Another example painted with the lily scroll from the Charles B. Hoyt Collection, now in the Museum of Fine Arts, Boston, is illustrated in Oriental Ceramics, vol. 10, no. 221, and Asiatic Art in the Museum of Fine Arts, Boston, col.pl. 35A. See also the bowls in the Percival David Foundation illustrated by Rosemary Scott in Elegant Form and Harmonious Decoration, no. 51 and the Herschel V. Johnson Collection illustrated by Sir Harry Garner, Oriental Blue and White, pl. 35B. Two from the National Palace Museum, Taiwan, were included in the Special Exhibition of Chenghua Porcelain, Catalogue, nos. 13 and 82. Another from the Cunliffe Collection was exhibited at the O.C.S., London, 1954, Chinese Blue and White Porcelain, 14th to 19th Centuries, Catalogue, no. 104.

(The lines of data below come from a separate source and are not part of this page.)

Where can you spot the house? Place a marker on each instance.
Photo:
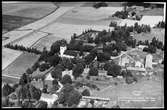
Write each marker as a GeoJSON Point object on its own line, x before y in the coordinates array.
{"type": "Point", "coordinates": [62, 50]}
{"type": "Point", "coordinates": [148, 61]}
{"type": "Point", "coordinates": [69, 72]}
{"type": "Point", "coordinates": [49, 98]}
{"type": "Point", "coordinates": [139, 64]}
{"type": "Point", "coordinates": [141, 47]}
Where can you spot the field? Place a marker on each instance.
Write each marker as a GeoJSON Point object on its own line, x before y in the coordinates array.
{"type": "Point", "coordinates": [147, 20]}
{"type": "Point", "coordinates": [65, 31]}
{"type": "Point", "coordinates": [19, 66]}
{"type": "Point", "coordinates": [15, 15]}
{"type": "Point", "coordinates": [12, 22]}
{"type": "Point", "coordinates": [8, 56]}
{"type": "Point", "coordinates": [34, 10]}
{"type": "Point", "coordinates": [89, 15]}
{"type": "Point", "coordinates": [147, 88]}
{"type": "Point", "coordinates": [110, 4]}
{"type": "Point", "coordinates": [28, 41]}
{"type": "Point", "coordinates": [158, 33]}
{"type": "Point", "coordinates": [153, 12]}
{"type": "Point", "coordinates": [46, 42]}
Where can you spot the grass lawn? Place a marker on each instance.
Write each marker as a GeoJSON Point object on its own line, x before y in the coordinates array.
{"type": "Point", "coordinates": [19, 66]}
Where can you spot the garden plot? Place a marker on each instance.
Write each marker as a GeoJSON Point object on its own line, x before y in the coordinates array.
{"type": "Point", "coordinates": [46, 42]}
{"type": "Point", "coordinates": [28, 41]}
{"type": "Point", "coordinates": [34, 10]}
{"type": "Point", "coordinates": [19, 66]}
{"type": "Point", "coordinates": [65, 31]}
{"type": "Point", "coordinates": [8, 56]}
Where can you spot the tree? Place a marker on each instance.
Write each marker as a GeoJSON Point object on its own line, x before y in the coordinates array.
{"type": "Point", "coordinates": [101, 57]}
{"type": "Point", "coordinates": [7, 89]}
{"type": "Point", "coordinates": [66, 79]}
{"type": "Point", "coordinates": [41, 104]}
{"type": "Point", "coordinates": [93, 71]}
{"type": "Point", "coordinates": [65, 93]}
{"type": "Point", "coordinates": [35, 66]}
{"type": "Point", "coordinates": [74, 98]}
{"type": "Point", "coordinates": [55, 47]}
{"type": "Point", "coordinates": [86, 92]}
{"type": "Point", "coordinates": [114, 70]}
{"type": "Point", "coordinates": [43, 67]}
{"type": "Point", "coordinates": [29, 71]}
{"type": "Point", "coordinates": [5, 101]}
{"type": "Point", "coordinates": [78, 69]}
{"type": "Point", "coordinates": [53, 60]}
{"type": "Point", "coordinates": [89, 58]}
{"type": "Point", "coordinates": [107, 65]}
{"type": "Point", "coordinates": [57, 74]}
{"type": "Point", "coordinates": [67, 63]}
{"type": "Point", "coordinates": [23, 79]}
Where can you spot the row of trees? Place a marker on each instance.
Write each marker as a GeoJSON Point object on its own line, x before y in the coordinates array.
{"type": "Point", "coordinates": [100, 4]}
{"type": "Point", "coordinates": [22, 48]}
{"type": "Point", "coordinates": [161, 24]}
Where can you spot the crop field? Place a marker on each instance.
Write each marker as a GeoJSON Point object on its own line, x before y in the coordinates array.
{"type": "Point", "coordinates": [147, 20]}
{"type": "Point", "coordinates": [65, 31]}
{"type": "Point", "coordinates": [153, 12]}
{"type": "Point", "coordinates": [110, 4]}
{"type": "Point", "coordinates": [46, 42]}
{"type": "Point", "coordinates": [15, 15]}
{"type": "Point", "coordinates": [147, 89]}
{"type": "Point", "coordinates": [19, 66]}
{"type": "Point", "coordinates": [28, 41]}
{"type": "Point", "coordinates": [8, 56]}
{"type": "Point", "coordinates": [34, 10]}
{"type": "Point", "coordinates": [11, 22]}
{"type": "Point", "coordinates": [89, 15]}
{"type": "Point", "coordinates": [158, 33]}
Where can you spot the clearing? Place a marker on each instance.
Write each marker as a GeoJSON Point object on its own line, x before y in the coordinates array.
{"type": "Point", "coordinates": [19, 66]}
{"type": "Point", "coordinates": [28, 41]}
{"type": "Point", "coordinates": [89, 15]}
{"type": "Point", "coordinates": [8, 56]}
{"type": "Point", "coordinates": [155, 32]}
{"type": "Point", "coordinates": [65, 31]}
{"type": "Point", "coordinates": [46, 42]}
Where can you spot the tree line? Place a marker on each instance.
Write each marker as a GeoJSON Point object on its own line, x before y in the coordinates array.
{"type": "Point", "coordinates": [22, 48]}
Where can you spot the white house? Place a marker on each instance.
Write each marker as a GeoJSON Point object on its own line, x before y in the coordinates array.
{"type": "Point", "coordinates": [141, 47]}
{"type": "Point", "coordinates": [50, 99]}
{"type": "Point", "coordinates": [148, 61]}
{"type": "Point", "coordinates": [69, 73]}
{"type": "Point", "coordinates": [139, 64]}
{"type": "Point", "coordinates": [62, 50]}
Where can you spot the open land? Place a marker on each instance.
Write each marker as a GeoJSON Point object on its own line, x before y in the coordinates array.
{"type": "Point", "coordinates": [62, 25]}
{"type": "Point", "coordinates": [19, 65]}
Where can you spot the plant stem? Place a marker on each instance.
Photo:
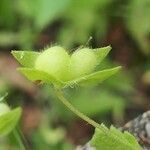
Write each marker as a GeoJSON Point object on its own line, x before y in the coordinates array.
{"type": "Point", "coordinates": [18, 139]}
{"type": "Point", "coordinates": [61, 97]}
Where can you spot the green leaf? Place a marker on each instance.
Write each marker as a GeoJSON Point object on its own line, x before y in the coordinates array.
{"type": "Point", "coordinates": [102, 52]}
{"type": "Point", "coordinates": [26, 58]}
{"type": "Point", "coordinates": [9, 120]}
{"type": "Point", "coordinates": [94, 78]}
{"type": "Point", "coordinates": [37, 75]}
{"type": "Point", "coordinates": [113, 139]}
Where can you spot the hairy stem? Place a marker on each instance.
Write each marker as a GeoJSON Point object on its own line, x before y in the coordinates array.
{"type": "Point", "coordinates": [61, 97]}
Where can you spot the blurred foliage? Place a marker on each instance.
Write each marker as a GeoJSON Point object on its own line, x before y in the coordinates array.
{"type": "Point", "coordinates": [25, 23]}
{"type": "Point", "coordinates": [138, 23]}
{"type": "Point", "coordinates": [82, 18]}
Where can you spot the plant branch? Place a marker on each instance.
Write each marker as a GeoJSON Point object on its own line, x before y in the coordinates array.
{"type": "Point", "coordinates": [61, 97]}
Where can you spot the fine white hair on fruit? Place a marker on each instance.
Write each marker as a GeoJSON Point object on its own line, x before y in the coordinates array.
{"type": "Point", "coordinates": [83, 61]}
{"type": "Point", "coordinates": [54, 61]}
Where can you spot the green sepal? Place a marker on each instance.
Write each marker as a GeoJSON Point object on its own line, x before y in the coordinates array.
{"type": "Point", "coordinates": [38, 75]}
{"type": "Point", "coordinates": [9, 120]}
{"type": "Point", "coordinates": [26, 58]}
{"type": "Point", "coordinates": [113, 139]}
{"type": "Point", "coordinates": [101, 53]}
{"type": "Point", "coordinates": [93, 78]}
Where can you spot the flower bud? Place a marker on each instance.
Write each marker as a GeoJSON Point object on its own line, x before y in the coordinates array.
{"type": "Point", "coordinates": [83, 62]}
{"type": "Point", "coordinates": [54, 61]}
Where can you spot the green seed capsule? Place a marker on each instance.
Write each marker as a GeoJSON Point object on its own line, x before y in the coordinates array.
{"type": "Point", "coordinates": [83, 62]}
{"type": "Point", "coordinates": [54, 61]}
{"type": "Point", "coordinates": [4, 108]}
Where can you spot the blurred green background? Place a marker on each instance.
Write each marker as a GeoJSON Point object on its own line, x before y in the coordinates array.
{"type": "Point", "coordinates": [36, 24]}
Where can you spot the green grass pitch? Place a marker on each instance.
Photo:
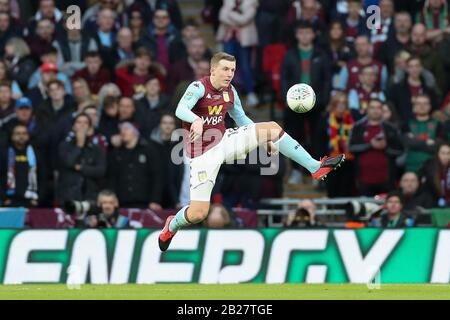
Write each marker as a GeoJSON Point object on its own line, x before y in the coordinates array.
{"type": "Point", "coordinates": [226, 292]}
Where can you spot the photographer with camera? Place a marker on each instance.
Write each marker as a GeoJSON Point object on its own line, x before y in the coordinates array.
{"type": "Point", "coordinates": [393, 216]}
{"type": "Point", "coordinates": [103, 213]}
{"type": "Point", "coordinates": [303, 217]}
{"type": "Point", "coordinates": [106, 213]}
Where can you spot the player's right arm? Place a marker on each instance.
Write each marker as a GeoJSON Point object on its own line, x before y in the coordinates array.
{"type": "Point", "coordinates": [193, 93]}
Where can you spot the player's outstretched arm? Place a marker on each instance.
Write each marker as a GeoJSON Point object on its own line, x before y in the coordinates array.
{"type": "Point", "coordinates": [237, 112]}
{"type": "Point", "coordinates": [193, 93]}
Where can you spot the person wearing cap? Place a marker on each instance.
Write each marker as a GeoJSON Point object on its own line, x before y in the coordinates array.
{"type": "Point", "coordinates": [6, 101]}
{"type": "Point", "coordinates": [22, 177]}
{"type": "Point", "coordinates": [135, 170]}
{"type": "Point", "coordinates": [39, 93]}
{"type": "Point", "coordinates": [82, 164]}
{"type": "Point", "coordinates": [50, 55]}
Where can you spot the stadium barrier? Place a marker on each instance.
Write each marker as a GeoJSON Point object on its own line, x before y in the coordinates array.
{"type": "Point", "coordinates": [225, 256]}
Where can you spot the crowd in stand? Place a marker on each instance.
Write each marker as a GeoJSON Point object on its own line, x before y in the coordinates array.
{"type": "Point", "coordinates": [84, 110]}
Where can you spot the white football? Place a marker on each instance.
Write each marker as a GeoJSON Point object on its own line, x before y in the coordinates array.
{"type": "Point", "coordinates": [301, 97]}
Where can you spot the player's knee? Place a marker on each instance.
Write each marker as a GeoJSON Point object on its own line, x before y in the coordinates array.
{"type": "Point", "coordinates": [197, 215]}
{"type": "Point", "coordinates": [275, 130]}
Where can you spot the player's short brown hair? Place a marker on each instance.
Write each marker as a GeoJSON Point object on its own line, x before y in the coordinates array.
{"type": "Point", "coordinates": [221, 56]}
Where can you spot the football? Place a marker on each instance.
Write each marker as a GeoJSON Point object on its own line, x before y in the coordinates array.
{"type": "Point", "coordinates": [301, 97]}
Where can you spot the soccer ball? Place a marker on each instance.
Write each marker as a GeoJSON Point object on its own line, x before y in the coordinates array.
{"type": "Point", "coordinates": [301, 97]}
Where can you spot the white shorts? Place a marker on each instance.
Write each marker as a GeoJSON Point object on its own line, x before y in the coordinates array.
{"type": "Point", "coordinates": [235, 144]}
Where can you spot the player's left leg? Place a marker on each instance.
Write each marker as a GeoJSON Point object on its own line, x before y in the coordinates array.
{"type": "Point", "coordinates": [271, 131]}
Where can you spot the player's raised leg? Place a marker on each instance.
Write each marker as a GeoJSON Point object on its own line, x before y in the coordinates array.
{"type": "Point", "coordinates": [272, 132]}
{"type": "Point", "coordinates": [193, 213]}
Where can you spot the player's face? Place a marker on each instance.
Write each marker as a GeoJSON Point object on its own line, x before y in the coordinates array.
{"type": "Point", "coordinates": [223, 72]}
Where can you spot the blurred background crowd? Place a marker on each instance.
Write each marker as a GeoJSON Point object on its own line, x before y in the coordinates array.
{"type": "Point", "coordinates": [91, 110]}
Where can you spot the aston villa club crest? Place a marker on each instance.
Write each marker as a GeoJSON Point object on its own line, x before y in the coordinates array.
{"type": "Point", "coordinates": [226, 97]}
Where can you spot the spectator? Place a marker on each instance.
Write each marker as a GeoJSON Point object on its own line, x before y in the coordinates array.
{"type": "Point", "coordinates": [298, 66]}
{"type": "Point", "coordinates": [333, 134]}
{"type": "Point", "coordinates": [135, 171]}
{"type": "Point", "coordinates": [6, 102]}
{"type": "Point", "coordinates": [339, 50]}
{"type": "Point", "coordinates": [349, 74]}
{"type": "Point", "coordinates": [386, 28]}
{"type": "Point", "coordinates": [12, 7]}
{"type": "Point", "coordinates": [54, 114]}
{"type": "Point", "coordinates": [376, 145]}
{"type": "Point", "coordinates": [435, 176]}
{"type": "Point", "coordinates": [20, 65]}
{"type": "Point", "coordinates": [389, 114]}
{"type": "Point", "coordinates": [163, 39]}
{"type": "Point", "coordinates": [394, 217]}
{"type": "Point", "coordinates": [123, 51]}
{"type": "Point", "coordinates": [300, 12]}
{"type": "Point", "coordinates": [4, 76]}
{"type": "Point", "coordinates": [94, 135]}
{"type": "Point", "coordinates": [396, 42]}
{"type": "Point", "coordinates": [102, 39]}
{"type": "Point", "coordinates": [8, 30]}
{"type": "Point", "coordinates": [429, 57]}
{"type": "Point", "coordinates": [24, 115]}
{"type": "Point", "coordinates": [50, 56]}
{"type": "Point", "coordinates": [414, 199]}
{"type": "Point", "coordinates": [81, 92]}
{"type": "Point", "coordinates": [400, 70]}
{"type": "Point", "coordinates": [149, 9]}
{"type": "Point", "coordinates": [435, 16]}
{"type": "Point", "coordinates": [128, 112]}
{"type": "Point", "coordinates": [183, 70]}
{"type": "Point", "coordinates": [421, 135]}
{"type": "Point", "coordinates": [108, 90]}
{"type": "Point", "coordinates": [107, 214]}
{"type": "Point", "coordinates": [136, 24]}
{"type": "Point", "coordinates": [82, 164]}
{"type": "Point", "coordinates": [46, 10]}
{"type": "Point", "coordinates": [354, 22]}
{"type": "Point", "coordinates": [218, 217]}
{"type": "Point", "coordinates": [95, 74]}
{"type": "Point", "coordinates": [304, 216]}
{"type": "Point", "coordinates": [21, 183]}
{"type": "Point", "coordinates": [152, 105]}
{"type": "Point", "coordinates": [90, 17]}
{"type": "Point", "coordinates": [403, 94]}
{"type": "Point", "coordinates": [42, 40]}
{"type": "Point", "coordinates": [109, 122]}
{"type": "Point", "coordinates": [238, 34]}
{"type": "Point", "coordinates": [131, 79]}
{"type": "Point", "coordinates": [40, 92]}
{"type": "Point", "coordinates": [360, 96]}
{"type": "Point", "coordinates": [69, 46]}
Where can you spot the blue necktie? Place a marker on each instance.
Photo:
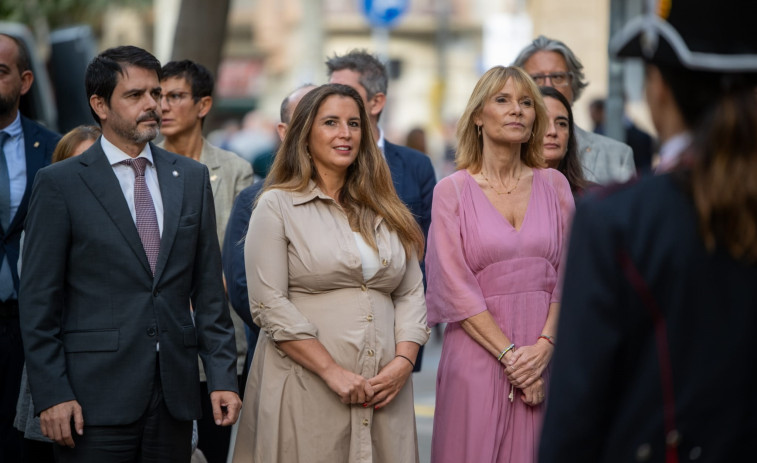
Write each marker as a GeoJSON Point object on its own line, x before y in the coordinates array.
{"type": "Point", "coordinates": [6, 277]}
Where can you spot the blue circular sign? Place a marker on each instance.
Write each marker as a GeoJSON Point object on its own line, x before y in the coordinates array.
{"type": "Point", "coordinates": [384, 13]}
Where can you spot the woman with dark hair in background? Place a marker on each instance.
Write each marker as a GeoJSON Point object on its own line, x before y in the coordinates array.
{"type": "Point", "coordinates": [657, 350]}
{"type": "Point", "coordinates": [560, 146]}
{"type": "Point", "coordinates": [336, 287]}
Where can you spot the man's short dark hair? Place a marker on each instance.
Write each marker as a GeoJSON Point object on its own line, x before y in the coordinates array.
{"type": "Point", "coordinates": [103, 71]}
{"type": "Point", "coordinates": [373, 75]}
{"type": "Point", "coordinates": [575, 68]}
{"type": "Point", "coordinates": [197, 75]}
{"type": "Point", "coordinates": [23, 62]}
{"type": "Point", "coordinates": [285, 112]}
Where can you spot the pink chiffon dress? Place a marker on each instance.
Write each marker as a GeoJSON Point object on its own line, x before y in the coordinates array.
{"type": "Point", "coordinates": [476, 261]}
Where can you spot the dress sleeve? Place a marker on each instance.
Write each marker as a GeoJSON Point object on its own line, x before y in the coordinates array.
{"type": "Point", "coordinates": [453, 293]}
{"type": "Point", "coordinates": [410, 305]}
{"type": "Point", "coordinates": [567, 209]}
{"type": "Point", "coordinates": [267, 269]}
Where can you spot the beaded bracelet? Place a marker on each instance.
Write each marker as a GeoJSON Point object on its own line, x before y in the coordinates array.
{"type": "Point", "coordinates": [507, 349]}
{"type": "Point", "coordinates": [406, 358]}
{"type": "Point", "coordinates": [549, 339]}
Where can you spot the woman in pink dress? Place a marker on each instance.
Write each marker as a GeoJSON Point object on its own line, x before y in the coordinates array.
{"type": "Point", "coordinates": [497, 234]}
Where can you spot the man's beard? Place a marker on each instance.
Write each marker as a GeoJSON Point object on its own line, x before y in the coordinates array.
{"type": "Point", "coordinates": [8, 104]}
{"type": "Point", "coordinates": [134, 134]}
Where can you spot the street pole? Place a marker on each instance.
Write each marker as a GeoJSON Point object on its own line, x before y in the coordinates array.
{"type": "Point", "coordinates": [614, 105]}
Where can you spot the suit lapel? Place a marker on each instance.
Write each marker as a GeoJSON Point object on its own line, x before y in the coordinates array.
{"type": "Point", "coordinates": [209, 158]}
{"type": "Point", "coordinates": [171, 180]}
{"type": "Point", "coordinates": [396, 165]}
{"type": "Point", "coordinates": [103, 183]}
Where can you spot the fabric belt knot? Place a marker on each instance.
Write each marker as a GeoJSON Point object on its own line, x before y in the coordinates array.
{"type": "Point", "coordinates": [147, 219]}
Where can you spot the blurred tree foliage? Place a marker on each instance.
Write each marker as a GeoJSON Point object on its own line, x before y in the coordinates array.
{"type": "Point", "coordinates": [58, 13]}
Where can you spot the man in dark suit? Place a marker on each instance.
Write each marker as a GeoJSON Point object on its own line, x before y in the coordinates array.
{"type": "Point", "coordinates": [25, 147]}
{"type": "Point", "coordinates": [119, 243]}
{"type": "Point", "coordinates": [412, 172]}
{"type": "Point", "coordinates": [550, 62]}
{"type": "Point", "coordinates": [656, 353]}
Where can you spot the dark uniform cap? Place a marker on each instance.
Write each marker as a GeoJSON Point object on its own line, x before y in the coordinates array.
{"type": "Point", "coordinates": [700, 35]}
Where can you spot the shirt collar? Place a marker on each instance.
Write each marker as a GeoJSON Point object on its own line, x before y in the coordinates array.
{"type": "Point", "coordinates": [14, 129]}
{"type": "Point", "coordinates": [115, 155]}
{"type": "Point", "coordinates": [310, 193]}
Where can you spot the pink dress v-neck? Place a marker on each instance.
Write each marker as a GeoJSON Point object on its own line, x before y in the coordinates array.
{"type": "Point", "coordinates": [477, 261]}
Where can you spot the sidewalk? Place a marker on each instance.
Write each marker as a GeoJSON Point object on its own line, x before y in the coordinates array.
{"type": "Point", "coordinates": [424, 385]}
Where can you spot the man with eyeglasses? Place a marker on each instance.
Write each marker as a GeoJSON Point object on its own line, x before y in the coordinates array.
{"type": "Point", "coordinates": [186, 100]}
{"type": "Point", "coordinates": [551, 63]}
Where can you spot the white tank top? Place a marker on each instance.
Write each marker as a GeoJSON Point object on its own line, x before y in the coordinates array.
{"type": "Point", "coordinates": [368, 256]}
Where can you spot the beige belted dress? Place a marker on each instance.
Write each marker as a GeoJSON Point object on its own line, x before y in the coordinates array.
{"type": "Point", "coordinates": [305, 281]}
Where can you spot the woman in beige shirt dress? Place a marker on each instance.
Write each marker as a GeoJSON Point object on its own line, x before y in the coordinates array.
{"type": "Point", "coordinates": [332, 266]}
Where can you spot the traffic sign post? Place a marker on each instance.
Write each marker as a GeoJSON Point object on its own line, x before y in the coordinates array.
{"type": "Point", "coordinates": [384, 13]}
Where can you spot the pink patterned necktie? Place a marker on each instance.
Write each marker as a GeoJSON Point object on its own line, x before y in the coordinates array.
{"type": "Point", "coordinates": [147, 220]}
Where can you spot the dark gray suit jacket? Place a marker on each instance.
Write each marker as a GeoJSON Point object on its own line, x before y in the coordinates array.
{"type": "Point", "coordinates": [91, 310]}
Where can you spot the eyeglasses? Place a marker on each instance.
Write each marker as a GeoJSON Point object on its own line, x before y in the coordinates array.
{"type": "Point", "coordinates": [558, 79]}
{"type": "Point", "coordinates": [174, 98]}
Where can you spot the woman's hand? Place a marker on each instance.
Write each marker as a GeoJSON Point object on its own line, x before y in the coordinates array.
{"type": "Point", "coordinates": [533, 394]}
{"type": "Point", "coordinates": [350, 387]}
{"type": "Point", "coordinates": [528, 363]}
{"type": "Point", "coordinates": [389, 381]}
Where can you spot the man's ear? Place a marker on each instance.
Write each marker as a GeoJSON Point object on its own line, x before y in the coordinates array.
{"type": "Point", "coordinates": [99, 106]}
{"type": "Point", "coordinates": [27, 79]}
{"type": "Point", "coordinates": [376, 104]}
{"type": "Point", "coordinates": [206, 103]}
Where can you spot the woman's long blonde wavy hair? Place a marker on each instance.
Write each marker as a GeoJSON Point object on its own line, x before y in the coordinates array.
{"type": "Point", "coordinates": [368, 191]}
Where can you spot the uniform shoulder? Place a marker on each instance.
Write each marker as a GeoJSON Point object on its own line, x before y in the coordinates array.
{"type": "Point", "coordinates": [636, 198]}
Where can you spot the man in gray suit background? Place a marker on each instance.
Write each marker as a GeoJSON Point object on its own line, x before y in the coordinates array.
{"type": "Point", "coordinates": [186, 101]}
{"type": "Point", "coordinates": [119, 241]}
{"type": "Point", "coordinates": [551, 63]}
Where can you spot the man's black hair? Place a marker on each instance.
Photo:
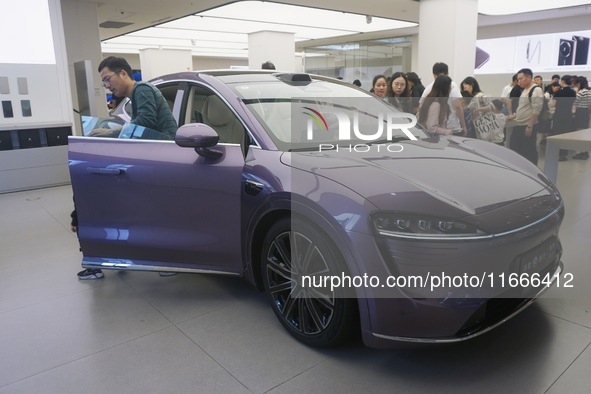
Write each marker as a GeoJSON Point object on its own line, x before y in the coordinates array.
{"type": "Point", "coordinates": [115, 64]}
{"type": "Point", "coordinates": [440, 68]}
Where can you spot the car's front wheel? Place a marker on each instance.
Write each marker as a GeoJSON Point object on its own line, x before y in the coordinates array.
{"type": "Point", "coordinates": [315, 315]}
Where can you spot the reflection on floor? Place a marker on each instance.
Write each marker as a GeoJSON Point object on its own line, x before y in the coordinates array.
{"type": "Point", "coordinates": [141, 333]}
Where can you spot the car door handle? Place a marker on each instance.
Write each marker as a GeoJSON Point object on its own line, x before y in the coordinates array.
{"type": "Point", "coordinates": [253, 188]}
{"type": "Point", "coordinates": [105, 170]}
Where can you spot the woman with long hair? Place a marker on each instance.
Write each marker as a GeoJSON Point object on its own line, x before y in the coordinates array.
{"type": "Point", "coordinates": [399, 92]}
{"type": "Point", "coordinates": [379, 86]}
{"type": "Point", "coordinates": [434, 110]}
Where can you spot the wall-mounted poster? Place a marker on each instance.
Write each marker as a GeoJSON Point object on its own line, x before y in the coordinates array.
{"type": "Point", "coordinates": [557, 52]}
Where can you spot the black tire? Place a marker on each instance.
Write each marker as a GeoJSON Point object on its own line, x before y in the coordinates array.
{"type": "Point", "coordinates": [316, 317]}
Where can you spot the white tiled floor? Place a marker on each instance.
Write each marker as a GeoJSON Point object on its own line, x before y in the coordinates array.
{"type": "Point", "coordinates": [136, 332]}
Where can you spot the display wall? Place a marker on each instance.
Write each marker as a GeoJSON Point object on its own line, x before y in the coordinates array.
{"type": "Point", "coordinates": [36, 115]}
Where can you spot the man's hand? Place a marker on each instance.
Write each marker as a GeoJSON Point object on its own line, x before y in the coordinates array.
{"type": "Point", "coordinates": [109, 133]}
{"type": "Point", "coordinates": [528, 130]}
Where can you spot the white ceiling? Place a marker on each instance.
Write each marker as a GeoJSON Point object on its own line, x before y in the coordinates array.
{"type": "Point", "coordinates": [224, 31]}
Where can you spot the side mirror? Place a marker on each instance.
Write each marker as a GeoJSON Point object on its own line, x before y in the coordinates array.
{"type": "Point", "coordinates": [199, 136]}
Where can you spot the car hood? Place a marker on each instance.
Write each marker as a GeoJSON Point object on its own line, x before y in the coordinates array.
{"type": "Point", "coordinates": [450, 176]}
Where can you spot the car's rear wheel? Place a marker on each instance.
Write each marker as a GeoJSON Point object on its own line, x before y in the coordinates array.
{"type": "Point", "coordinates": [315, 316]}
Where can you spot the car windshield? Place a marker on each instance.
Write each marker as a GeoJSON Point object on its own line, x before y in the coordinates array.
{"type": "Point", "coordinates": [301, 115]}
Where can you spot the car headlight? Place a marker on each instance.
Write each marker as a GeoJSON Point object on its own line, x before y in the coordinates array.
{"type": "Point", "coordinates": [405, 225]}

The designation 'Palace' bowl is reflected in the sheer quality of the potting and painting, although such bowls form one of the larger groups among the different types of blue and white produced during the Chenghua period. The Percival David has some six different examples alone; the British Musuem four; and Soame Jenyns discovered 20 in a single crate during his visit to Pei-Kou in 1957-58, cf. T.O.C.S., 1957-59, vol. 31, p. 52.